Foxes are only culled in specific areas by hunts... other colonies are completely unaffected by it, 3%. yes it's cruel and painful etc it could be changed slightly to be less so, better hound regulation, restraint etc.. but that's not being asked for...If the fox survives to tell the tale... alot of the time it's smart enough to avoid the area and breaking the food stealing circle, if it doesn't it doesn't pass it's knowledge on to it's pups and the food stock is safe for abit longer and the farmer loses less food. If you want fox hunting to never rear it's ugly head again, then put your name on the petition, but remember what that the cost of lack of predation means. 
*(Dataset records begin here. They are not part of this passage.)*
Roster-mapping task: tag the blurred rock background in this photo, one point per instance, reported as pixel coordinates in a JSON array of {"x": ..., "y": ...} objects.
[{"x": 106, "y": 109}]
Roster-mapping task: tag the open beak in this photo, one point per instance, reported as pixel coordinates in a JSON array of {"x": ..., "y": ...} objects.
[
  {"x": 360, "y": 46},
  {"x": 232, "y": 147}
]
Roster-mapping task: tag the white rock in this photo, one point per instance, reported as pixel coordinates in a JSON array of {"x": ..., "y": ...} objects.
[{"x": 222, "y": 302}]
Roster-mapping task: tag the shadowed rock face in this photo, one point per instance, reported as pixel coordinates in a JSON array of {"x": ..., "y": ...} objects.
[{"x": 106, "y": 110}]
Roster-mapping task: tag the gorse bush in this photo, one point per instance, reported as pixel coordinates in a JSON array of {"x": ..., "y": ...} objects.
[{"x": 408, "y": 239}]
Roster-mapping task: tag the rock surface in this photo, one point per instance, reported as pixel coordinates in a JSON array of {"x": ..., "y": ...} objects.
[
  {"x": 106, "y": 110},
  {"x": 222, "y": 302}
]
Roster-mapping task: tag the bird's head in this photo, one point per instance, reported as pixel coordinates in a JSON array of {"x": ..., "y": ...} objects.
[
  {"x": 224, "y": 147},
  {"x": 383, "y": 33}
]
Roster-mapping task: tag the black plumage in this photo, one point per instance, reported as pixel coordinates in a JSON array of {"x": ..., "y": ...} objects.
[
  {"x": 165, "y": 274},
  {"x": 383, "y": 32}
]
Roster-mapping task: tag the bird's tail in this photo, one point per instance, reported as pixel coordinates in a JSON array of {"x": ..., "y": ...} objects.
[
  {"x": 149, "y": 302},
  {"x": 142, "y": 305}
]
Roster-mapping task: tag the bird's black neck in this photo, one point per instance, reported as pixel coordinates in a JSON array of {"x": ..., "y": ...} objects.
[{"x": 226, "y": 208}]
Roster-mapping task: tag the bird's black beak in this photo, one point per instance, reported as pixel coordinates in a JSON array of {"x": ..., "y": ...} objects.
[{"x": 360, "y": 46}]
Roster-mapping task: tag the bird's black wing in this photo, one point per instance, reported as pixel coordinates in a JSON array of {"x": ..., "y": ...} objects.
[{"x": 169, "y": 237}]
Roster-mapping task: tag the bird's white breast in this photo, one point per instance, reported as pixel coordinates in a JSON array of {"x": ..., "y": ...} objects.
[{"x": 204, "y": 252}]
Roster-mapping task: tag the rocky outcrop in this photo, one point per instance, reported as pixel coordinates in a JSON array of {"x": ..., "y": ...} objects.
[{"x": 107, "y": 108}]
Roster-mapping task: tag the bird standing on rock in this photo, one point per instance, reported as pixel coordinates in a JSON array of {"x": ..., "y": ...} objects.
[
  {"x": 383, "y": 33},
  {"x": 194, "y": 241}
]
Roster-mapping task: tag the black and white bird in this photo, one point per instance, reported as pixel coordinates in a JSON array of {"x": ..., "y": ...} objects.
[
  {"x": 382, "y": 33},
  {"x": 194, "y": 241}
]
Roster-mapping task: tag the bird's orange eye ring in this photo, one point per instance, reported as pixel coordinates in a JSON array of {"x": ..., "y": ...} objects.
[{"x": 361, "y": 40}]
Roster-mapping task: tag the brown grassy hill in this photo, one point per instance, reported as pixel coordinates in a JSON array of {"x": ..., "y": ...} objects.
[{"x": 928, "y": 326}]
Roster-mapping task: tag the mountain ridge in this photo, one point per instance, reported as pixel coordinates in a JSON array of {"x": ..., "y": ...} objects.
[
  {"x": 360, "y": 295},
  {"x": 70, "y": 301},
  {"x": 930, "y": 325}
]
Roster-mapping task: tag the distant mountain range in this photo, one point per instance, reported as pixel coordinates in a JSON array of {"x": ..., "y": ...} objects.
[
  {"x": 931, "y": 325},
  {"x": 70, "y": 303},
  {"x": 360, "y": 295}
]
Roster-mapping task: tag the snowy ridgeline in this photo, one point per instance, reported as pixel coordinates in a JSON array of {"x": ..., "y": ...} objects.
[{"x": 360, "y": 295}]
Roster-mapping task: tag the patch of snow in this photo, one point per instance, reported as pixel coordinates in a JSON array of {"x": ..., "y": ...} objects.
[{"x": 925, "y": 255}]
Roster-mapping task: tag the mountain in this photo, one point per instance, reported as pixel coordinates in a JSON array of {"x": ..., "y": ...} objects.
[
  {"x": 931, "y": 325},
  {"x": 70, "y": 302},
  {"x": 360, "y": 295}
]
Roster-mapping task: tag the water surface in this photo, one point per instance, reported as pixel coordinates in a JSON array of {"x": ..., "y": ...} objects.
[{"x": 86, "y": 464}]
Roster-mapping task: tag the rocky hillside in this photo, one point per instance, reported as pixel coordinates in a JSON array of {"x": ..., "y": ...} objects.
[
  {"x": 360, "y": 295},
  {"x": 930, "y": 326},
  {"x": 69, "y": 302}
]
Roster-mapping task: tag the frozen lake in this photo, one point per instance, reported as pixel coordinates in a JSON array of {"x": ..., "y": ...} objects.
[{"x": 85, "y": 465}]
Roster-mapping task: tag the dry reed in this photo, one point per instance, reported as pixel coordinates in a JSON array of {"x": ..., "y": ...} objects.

Other methods of culling aren't as escapable (shooting, although less sucessful) far less pleasant (poisons or terrier-men which take up ~35% of all 'hunting' kills in england and wales).


----------



## Guinevere13 (Mar 31, 2008)

owieprone said:


> that's the point though, the hunts get rid of the buggers that do all the damage the HEALTHY ones.. disease is far less exact when taking whole areas of foxes due to overcrowding, think swine flu in this case. while the dogs getting the fox isn't nice, it does sometimes get away.
> 
> overcrowding increases contact, increases spread of disease, increases area of disease as overcrowding induces travel to either find new dens or food, which would affect more then 3% of the population. The disease foxes get are often transferrable to pets and food stock.
> 
> ...


Replace the word foxes with humans and you have us described to a tee!  I don't dislike people as a whole, honest, I just think that we are very arrogant when it comes to the natural world and we think we own the lot and can do what we like to it "because we can". We often don't stop to think of the consequences of our actions, think "Oh I'm hungry, lets kill all the birds on the island for tea. Oops there's none left for tomorrow!" I just get so annoyed at it all, which is why I don't usually reply to threads like this as I tend to rant. Sorry.  I'll shut up now.


----------



## Marcia (Mar 10, 2009)

owieprone said:


> I think fox hunting, while cruel, has a good population culling effect, it affects the 3% of the population and generally it's that 3% that are the problem causers in the first place, they wouldn't be hunted if the farmer wasn't aware of their existance through (generally) stock loss.


Hunters don't control the population. they do it for fun and fun only 

I have actually spoken to fox hunters who said that whilst they were able to legally hunt, they did it for the thrill and that there was no aspect of 'population control' in it.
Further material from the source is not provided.